Path: utzoo!utgpu!jarvis.csri.toronto.edu!mailrus!tut.cis.ohio-state.edu!purdue!ames!lll-winken!vette!brooks
From: brooks@vette.llnl.gov (Eugene Brooks)
Newsgroups: gnu.gcc
Subject: Re: Porting gcc to the new Sun SPARCstation 1 and SPARCstation 300 series
Message-ID: <24614@lll-winken.LLNL.GOV>
Date: 4 May 89 05:14:25 GMT
References: <8905030323.AA27122@jato.Jpl.Nasa.Gov> <5441@cs.utexas.edu> <GRUNWALD.89May3093539@flute.cs.uiuc.edu>
Sender: usenet@lll-winken.LLNL.GOV
Reply-To: brooks@maddog.llnl.gov (Eugene Brooks)
Distribution: gnu
Organization: Lawrence Livermore National Laboratory
Lines: 46

In article <GRUNWALD.89May3093539@flute.cs.uiuc.edu> grunwald@flute.cs.uiuc.edu writes:
>
>I've been curious about the talk of scheduling code mentioned here and
>elsewhere.
>
>Other than the possibility of schedules affecting register allocation,
>is there any reason to do schedules in the compiler?
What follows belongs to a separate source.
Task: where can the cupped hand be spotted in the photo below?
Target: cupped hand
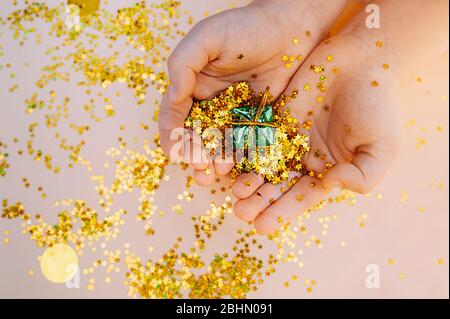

Would this be
>better supported by the assembler and/or an object-code-to-object-code
>scheduler?

The key problem for a "post processor" scheduler is the compiler reusing
a register in a way which prevents efficient scheduling.  For instance,
GCC will, given the following code and a load store architecture
	a = b + c;
	d = e + f;
will emit something along the lines of
	load r0,c
	load r1,b
	add r0,r1
	store r0,a
	load r0,f
	load r1,e
	add r0,r1
	store r0,d
which you have a hard time getting much from a scheduler due to the
resource conflicts generated by the register allocation.

We faced this problem for a simulated load store architecture which had
quite a few registers, using a PCC based compiler, and solved it by
changing the scratch register allocator to run "round robin" around the
available registers when looking for one.  I doubt it is "optimal" but
the simple heuristic works very well in practice.  A post processing optimizer
now does not run into the conflict problem above, and in fact can be taught
to do all kinds of clever common subexpression and redundant load removals
easily with simple pattern matching.  For our simulated architecture the
operations were of the form op dest,op1,op2 which did not destroy register
contents.  This was quite useful in improving optimizer effectiveness.

I have checked that you can suitably change the register allocator for GCC.
You do not need many registers for the "round robin" trick to work well,
16 scratch registers shows a good effect and 32 is more than you need for
typical code.  Of course, unrolled loops and long pipeline latencies could
use LOTS of registers, but that is what VECTOR registers are for.


brooks@maddog.llnl.gov, brooks@maddog.uucp